On April 7, 1614, El Greco, Greek-born artist working in Spain died (b. 1541). From the article:
"El Greco (Spanish, 1541–1614)
Overview
The man known as El Greco was a Greek artist whose emotional style vividly expressed the passion of Counter-Reformation Spain. Here at the National Gallery is the most important collection of his work outside that country, which was his adopted home.
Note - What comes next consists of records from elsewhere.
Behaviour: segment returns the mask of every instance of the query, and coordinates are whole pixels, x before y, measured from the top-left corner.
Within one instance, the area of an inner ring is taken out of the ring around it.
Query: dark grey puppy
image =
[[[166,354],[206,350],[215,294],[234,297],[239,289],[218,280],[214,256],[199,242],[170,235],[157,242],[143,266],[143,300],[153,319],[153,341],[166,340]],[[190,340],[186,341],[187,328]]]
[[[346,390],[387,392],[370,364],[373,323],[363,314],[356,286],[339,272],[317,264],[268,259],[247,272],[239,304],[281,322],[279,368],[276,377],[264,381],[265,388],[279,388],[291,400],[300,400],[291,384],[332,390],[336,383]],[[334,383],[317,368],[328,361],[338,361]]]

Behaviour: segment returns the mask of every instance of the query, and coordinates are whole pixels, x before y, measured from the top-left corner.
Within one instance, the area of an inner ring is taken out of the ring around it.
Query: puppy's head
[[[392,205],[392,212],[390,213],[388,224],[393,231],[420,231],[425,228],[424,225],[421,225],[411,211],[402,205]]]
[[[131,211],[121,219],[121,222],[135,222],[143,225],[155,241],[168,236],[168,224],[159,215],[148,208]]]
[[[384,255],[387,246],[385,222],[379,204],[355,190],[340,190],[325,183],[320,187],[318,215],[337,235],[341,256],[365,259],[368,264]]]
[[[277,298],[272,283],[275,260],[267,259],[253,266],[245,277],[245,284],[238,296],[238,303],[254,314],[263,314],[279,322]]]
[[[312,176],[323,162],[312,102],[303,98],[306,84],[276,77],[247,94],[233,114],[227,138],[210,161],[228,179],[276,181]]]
The haunting intensity of El Greco's paintings—resulting from their unnaturally long figures and strong contrasts of color and light—has invited a kind of mythmaking about his life and art. Following his death, El Greco's work fell into obscurity and, after its rediscovery in the nineteenth century, was often misunderstood. El Greco has been called a prophet of modern art, a mystic, and even a man whose sight was distorted by astigmatism, all misconceptions that have clouded understanding of his distinctive but deliberate style.
El Greco's Style
Born on the island of Crete, Domenikos Theotokopoulos acquired the name El Greco—the Greek—in Italy and Spain. After working as an icon painter in the Eastern Orthodox tradition, he left Crete in 1568 to study western-style painting in Venice. There he was influenced by the Venetian artists Titian and Tintoretto, embracing their rich colors and free, sketchy manner of painting. After about two years he moved to Rome, where artists such as Michelangelo had developed a new mannerist style in which realistic portrayals of the physical world were shunned in favor of a more subjective view, one that existed not in nature but in the intellect. In mannerist works space was compressed, colors were bizarre, and figures became elongated and were intertwined in complex poses. Mannerism, from the Italian word for style, was highly self-conscious and artificial, emphasizing the artist's virtuosity and stylishness. Its intellectual basis appealed to El Greco, who enjoyed the company of scholars and, himself, wrote treatises on art and architecture.
Failing to win major commissions in Italy, El Greco moved to Spain. By 1577 he was in Toledo, where he remained for the rest of his life and produced his most important works. In the relative isolation of Spain, he continued to explore and intensify the possibilities of mannerism while his contemporaries in Italy returned to more naturalistic styles.
El Greco and the Counter-Reformation
El Greco's style, highly charged and hypnotic, was well suited to the aims of the Counter-Reformation. In the face of Protestant revolt, the Catholic church sought to reform its practices and reinforce belief in its doctrines. Spain put its vast resources—expanded by conquests in the New World—at the service of the church, and Toledo, because it was the seat of the archbishop, played an active role. The Council of Trent, which met in the mid-sixteenth century to clarify Counter-Reformation goals, explicitly recognized the importance of religious art. El Greco, whose patrons were primarily learned churchmen, responded with intelligent and expressive presentations of traditional and newly affirmed Catholic beliefs. His works underscored with powerful images the importance of the sacraments, the Virgin, and saints."